As the girls gushed about how Charlie’s fame in the music industry was just a matter of time, they didn’t look stoned, disheveled, or in any trouble. Just happy to crow about his successes.
“He’s singing with the Beach Boys and Terry Melcher, and he’s going to get a contract,” they said.
Regardless of whether a contract was ever a real possibility, Manson certainly had reason to continue pursuing his dream. In a 1968 interview in the Record Mirror—entitled “Dennis Wilson: I Live With 17 Girls”— the Beach Boys drummer said of Charlie, “When I met him I found he had great musical ideas. We’re writing together now.”
When Roger tried to press Charlie for more information, he was his typical noncommittal self. “Oh yeah, playing some gigs here and there,” he said.
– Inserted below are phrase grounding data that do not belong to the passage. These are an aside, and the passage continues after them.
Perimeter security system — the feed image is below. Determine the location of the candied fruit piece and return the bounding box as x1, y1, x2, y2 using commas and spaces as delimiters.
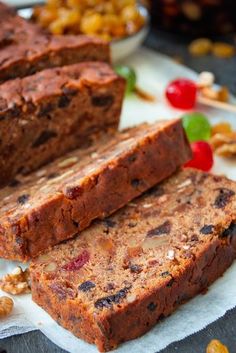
188, 38, 213, 56
212, 42, 235, 59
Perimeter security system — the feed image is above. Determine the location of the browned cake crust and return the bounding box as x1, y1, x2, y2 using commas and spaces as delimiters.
0, 62, 125, 186
0, 3, 110, 82
30, 169, 236, 351
0, 120, 191, 260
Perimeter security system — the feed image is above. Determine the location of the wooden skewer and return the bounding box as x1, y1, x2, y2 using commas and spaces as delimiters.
197, 96, 236, 113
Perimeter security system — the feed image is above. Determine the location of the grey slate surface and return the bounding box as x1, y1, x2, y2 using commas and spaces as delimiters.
0, 30, 236, 353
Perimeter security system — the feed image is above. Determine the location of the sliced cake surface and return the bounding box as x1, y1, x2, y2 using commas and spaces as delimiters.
0, 120, 191, 260
0, 3, 110, 82
0, 62, 125, 186
30, 169, 236, 351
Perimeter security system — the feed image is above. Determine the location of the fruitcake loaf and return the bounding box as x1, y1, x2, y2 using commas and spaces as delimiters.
0, 120, 191, 261
30, 169, 236, 352
0, 62, 125, 186
0, 4, 110, 82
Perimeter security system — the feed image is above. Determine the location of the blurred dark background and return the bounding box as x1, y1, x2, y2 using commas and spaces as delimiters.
150, 0, 236, 36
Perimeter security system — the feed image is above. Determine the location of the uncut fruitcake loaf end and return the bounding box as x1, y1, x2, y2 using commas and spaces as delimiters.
0, 62, 125, 186
30, 169, 236, 351
0, 120, 191, 260
0, 3, 110, 82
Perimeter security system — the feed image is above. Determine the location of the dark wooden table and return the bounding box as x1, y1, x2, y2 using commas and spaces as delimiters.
0, 30, 236, 353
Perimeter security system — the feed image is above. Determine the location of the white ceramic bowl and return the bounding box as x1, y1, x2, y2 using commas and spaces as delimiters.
18, 5, 150, 62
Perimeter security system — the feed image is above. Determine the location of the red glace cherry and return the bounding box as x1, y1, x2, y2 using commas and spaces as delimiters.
165, 78, 197, 110
185, 141, 214, 172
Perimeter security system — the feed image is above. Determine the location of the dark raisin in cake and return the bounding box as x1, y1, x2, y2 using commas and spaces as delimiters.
30, 169, 236, 351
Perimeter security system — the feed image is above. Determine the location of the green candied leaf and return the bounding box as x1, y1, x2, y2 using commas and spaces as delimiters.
115, 65, 137, 94
182, 112, 211, 142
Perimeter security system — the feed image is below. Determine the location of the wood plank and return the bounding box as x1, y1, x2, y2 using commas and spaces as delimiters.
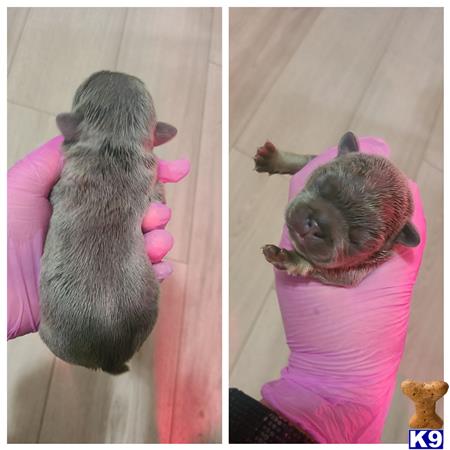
425, 104, 444, 170
236, 8, 401, 155
230, 289, 289, 400
7, 8, 30, 70
350, 8, 443, 179
209, 8, 222, 66
8, 102, 60, 168
117, 8, 212, 262
7, 333, 55, 444
230, 149, 289, 367
8, 8, 125, 113
171, 64, 222, 443
230, 8, 321, 147
39, 263, 186, 443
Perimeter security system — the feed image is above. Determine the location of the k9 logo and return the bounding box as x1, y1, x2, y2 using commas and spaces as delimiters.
409, 430, 444, 448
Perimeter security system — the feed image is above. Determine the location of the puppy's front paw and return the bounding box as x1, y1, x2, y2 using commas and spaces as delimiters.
262, 244, 289, 270
253, 141, 278, 174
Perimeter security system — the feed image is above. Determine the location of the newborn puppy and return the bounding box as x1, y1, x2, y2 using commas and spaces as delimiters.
39, 71, 176, 374
254, 132, 420, 286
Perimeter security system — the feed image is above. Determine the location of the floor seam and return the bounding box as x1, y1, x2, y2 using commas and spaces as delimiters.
7, 8, 31, 75
36, 356, 56, 443
228, 11, 322, 147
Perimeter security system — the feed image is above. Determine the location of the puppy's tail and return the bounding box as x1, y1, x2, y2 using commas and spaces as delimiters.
102, 364, 130, 375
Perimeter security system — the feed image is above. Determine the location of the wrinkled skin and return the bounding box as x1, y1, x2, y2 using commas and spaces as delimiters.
255, 132, 420, 286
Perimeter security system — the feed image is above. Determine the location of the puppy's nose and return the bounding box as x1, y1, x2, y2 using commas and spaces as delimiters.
291, 211, 320, 237
298, 216, 320, 237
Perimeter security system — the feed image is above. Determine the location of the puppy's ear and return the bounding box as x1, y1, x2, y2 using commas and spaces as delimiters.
338, 131, 359, 156
395, 222, 420, 247
153, 122, 177, 147
56, 113, 83, 141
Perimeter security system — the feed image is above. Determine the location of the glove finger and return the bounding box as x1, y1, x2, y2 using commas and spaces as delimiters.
142, 202, 172, 233
144, 230, 173, 263
8, 136, 64, 197
158, 159, 191, 183
152, 261, 173, 282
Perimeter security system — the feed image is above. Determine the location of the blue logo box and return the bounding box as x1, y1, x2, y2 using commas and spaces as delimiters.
408, 429, 444, 449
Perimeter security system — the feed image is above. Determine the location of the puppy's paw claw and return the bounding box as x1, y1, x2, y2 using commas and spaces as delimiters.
262, 244, 288, 264
253, 141, 278, 174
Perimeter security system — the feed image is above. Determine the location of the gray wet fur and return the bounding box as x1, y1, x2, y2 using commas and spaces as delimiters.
39, 71, 176, 374
255, 132, 420, 286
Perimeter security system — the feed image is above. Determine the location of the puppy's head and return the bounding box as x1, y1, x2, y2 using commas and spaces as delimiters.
56, 71, 177, 148
286, 132, 420, 268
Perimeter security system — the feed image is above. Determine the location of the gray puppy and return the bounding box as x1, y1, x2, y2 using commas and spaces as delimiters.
39, 71, 176, 374
254, 132, 420, 286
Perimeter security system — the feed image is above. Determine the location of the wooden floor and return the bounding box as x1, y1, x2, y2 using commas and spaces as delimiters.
8, 8, 222, 443
230, 8, 443, 442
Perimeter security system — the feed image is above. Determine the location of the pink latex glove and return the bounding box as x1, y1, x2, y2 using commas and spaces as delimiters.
8, 136, 190, 339
261, 138, 426, 443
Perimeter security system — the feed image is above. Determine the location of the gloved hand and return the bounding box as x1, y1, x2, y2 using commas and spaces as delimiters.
8, 136, 190, 339
261, 138, 426, 443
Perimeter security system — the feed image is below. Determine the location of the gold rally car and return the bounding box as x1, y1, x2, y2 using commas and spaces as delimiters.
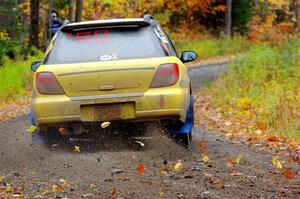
30, 15, 197, 145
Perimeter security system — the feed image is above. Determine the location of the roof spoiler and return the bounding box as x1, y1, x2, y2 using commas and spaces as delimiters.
60, 14, 153, 32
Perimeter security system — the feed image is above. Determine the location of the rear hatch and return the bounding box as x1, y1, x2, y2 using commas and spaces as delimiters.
43, 58, 167, 96
43, 25, 167, 96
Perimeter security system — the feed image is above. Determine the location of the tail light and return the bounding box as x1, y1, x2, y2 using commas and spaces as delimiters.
151, 64, 179, 88
35, 72, 64, 94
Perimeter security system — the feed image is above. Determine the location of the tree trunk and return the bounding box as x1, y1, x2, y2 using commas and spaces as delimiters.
75, 0, 83, 22
295, 0, 300, 31
30, 0, 40, 48
68, 0, 73, 22
224, 0, 232, 36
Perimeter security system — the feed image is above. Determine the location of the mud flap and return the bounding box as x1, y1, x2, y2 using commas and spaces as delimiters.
173, 95, 194, 135
29, 110, 48, 144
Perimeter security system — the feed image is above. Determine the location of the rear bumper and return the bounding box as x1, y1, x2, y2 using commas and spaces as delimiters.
32, 87, 189, 125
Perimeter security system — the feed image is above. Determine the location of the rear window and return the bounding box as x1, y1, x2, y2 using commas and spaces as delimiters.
44, 27, 166, 64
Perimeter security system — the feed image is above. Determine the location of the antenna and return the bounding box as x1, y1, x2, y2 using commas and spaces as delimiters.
144, 14, 154, 22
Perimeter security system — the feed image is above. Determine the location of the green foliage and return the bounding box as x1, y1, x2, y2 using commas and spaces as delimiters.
0, 51, 42, 99
232, 0, 254, 35
0, 40, 39, 65
212, 38, 300, 137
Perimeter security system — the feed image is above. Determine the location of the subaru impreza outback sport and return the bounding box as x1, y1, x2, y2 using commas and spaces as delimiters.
30, 15, 197, 145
While Charlie was staying in Topanga Canyon, he met up with his prison pal, music producer Phil Kaufman, who was released in March 1968 after serving five years for importing marijuana.
For a time, Kaufman was happy to partake of the sex and drugs that Charlie provided, but then he went on his way. Charlie did go see Kaufman’s friend at Universal Studios, but nothing came of it.
Dennis Wilson’s months-long episode with Charlie and the Manson Family started with his innocent meeting of two young hitchhikers named Katie and Ella Jo, whom he picked up twice in Malibu that spring.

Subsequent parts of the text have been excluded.